Sulla disciplina dell'attività di acconciatore si era già
svolto un ampio lavoro di approfondimento nella XIII
legislatura in X Commissione Industria, commercio e turismo
del Senato della Repubblica a partire dalla seduta del 18
giugno 1998. Tale approfondimento, compiuto anche attraverso
lo svolgimento di specifiche audizioni delle organizzazioni
rappresentative delle categorie professionali interessate, ha
condotto alla elaborazione di un testo unificato approvato
dalla Commissione il 22 giugno 1999, successivamente emendato
per tener conto dei pareri formulati dalle Commissioni I
Affari costituzionali, VII Istruzione pubblica, beni
culturali, V Bilancio e dalla Commissione parlamentare per le
questioni regionali.
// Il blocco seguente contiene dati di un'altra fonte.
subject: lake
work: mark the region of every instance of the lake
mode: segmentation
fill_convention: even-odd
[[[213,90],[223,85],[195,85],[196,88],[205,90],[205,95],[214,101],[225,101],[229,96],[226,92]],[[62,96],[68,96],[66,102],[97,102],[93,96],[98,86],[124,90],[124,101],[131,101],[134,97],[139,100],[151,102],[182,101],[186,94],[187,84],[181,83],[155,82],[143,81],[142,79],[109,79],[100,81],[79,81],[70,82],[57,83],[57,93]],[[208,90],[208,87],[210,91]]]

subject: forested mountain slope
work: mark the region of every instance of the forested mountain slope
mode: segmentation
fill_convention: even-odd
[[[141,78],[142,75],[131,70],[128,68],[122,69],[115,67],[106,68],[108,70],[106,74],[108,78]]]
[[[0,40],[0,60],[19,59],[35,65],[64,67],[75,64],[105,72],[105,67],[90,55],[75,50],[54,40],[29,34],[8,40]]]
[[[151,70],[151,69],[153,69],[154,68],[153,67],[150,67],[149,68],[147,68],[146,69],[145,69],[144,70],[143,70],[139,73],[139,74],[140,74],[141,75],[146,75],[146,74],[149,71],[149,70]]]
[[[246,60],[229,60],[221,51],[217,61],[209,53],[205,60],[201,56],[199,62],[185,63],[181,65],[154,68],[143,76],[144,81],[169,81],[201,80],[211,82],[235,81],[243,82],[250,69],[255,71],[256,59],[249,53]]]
Il testo, in quella stesura, era stato
riassegnato alla X Commissione in sede deliberante ma, a
seguito di un breve esame, il provvedimento è stato rimesso
all'esame dell'Assemblea. Tuttavia, il carico di lavoro
dell'Aula del Senato e le priorità definite nell'agenda dei
lavori parlamentari nell'ultima fase della legislatura non
hanno consentito di procedere all'approvazione della proposta
di legge.
In conclusione si raccomanda il sollecito avvio del
dibattito sulla presente proposta di legge, al fine di
giungere presto ad una disciplina organica dell'attività
professionale della categoria, nel pieno rispetto dei princìpi
della Costituzione, dell'ordinamento giuridico e
dell'ordinamento comunitario.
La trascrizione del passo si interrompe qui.